ASD: regime fiscale agevolato, plafond con criterio di cassa

Pubblicato il 25 luglio 2022

Le associazioni sportive dilettantistiche (ASD) possono optare per il regime agevolato di cui all’art. 1 della Legge n. 398/1991 se nel periodo d’imposta precedente hanno conseguito proventi nei limiti del plafond previsto (pari ad 400.000,00 euro per effetto delle modifiche introdotte dalla Legge n. 232/2016).

Ai fini del computo di tale plafond, trova applicazione il criterio di cassa, con conseguente esclusione dei corrispettivi fatturati ma non ancora incassati.

Il predetto criterio si giustifica alla luce delle particolari finalità, sottese alla possibile opzione per il regime agevolato, di tutela delle aggregazioni sociali senza scopo di lucro che perseguono finalità socialmente rilevanti

E' quanto precisato dalla Corte di cassazione con ordinanza n. 22440 del 15 luglio 2022.

Nella decisione, viene ricordato come la citata Legge n. 398/1991 indichi i criteri forfetari per determinare le imposte da corrispondere in relazione all’attività commerciale delle associazioni sportive dilettantistiche, basandosi esclusivamente sui ricavi e senza tener conto dei costi.

Nel dettaglio, essa stabilisce, all’art. 1, che ai fini del computo del plafond che consente l’accesso al regime fiscale agevolato occorre aver riguardo ai proventi conseguiti nell’esercizio di attività commerciali.  

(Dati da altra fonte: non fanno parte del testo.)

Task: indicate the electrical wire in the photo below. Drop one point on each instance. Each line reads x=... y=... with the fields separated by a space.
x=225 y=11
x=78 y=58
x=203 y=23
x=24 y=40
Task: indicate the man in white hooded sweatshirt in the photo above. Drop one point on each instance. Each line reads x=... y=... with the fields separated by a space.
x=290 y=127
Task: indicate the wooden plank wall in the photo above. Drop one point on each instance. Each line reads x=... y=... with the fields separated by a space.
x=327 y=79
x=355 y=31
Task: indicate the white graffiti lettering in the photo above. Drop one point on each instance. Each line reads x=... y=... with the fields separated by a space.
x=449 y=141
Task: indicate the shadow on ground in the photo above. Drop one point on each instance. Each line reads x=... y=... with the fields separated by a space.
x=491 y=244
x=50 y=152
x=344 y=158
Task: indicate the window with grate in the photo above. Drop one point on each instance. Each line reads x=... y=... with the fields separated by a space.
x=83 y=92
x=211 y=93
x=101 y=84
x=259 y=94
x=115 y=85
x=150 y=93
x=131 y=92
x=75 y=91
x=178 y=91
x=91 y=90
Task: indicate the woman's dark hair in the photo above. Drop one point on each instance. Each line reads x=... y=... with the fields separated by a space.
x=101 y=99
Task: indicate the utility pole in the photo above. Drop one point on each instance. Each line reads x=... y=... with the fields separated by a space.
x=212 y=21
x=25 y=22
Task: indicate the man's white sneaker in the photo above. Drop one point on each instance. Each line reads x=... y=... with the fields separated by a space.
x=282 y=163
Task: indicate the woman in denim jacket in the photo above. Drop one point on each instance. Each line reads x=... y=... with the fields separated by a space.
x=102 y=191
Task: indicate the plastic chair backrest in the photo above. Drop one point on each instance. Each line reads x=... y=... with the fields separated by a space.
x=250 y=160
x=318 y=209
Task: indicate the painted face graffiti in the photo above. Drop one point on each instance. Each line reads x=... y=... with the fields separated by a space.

L’art. 2, al comma 5, precisa poi che il reddito imponibile di tali organismi si calcola applicando il coefficiente di redditività del 3%, e aggiungendo le plusvalenze patrimoniali, "all'ammontare dei proventi conseguiti nell'esercizio di attività commerciali".

Prendendo in considerazione i profili letterali della predetta disciplina - conclude la Corte - è indubbio che il momento rilevante per la determinazione del plafond è quello in cui il corrispettivo viene incassato.

Difatti, la normativa richiamata, nel suo dato testuale (corroborato dai documenti di prassi interpretativa) evidenzia con chiarezza che nel calcolo del plafond devono essere conteggiati tutti i ricavi di natura commerciale incassati, con conseguente esclusione dei ricavi fatturati, ma non ancora incassati, durante il corso dell’anno sociale adottato dall’ASD.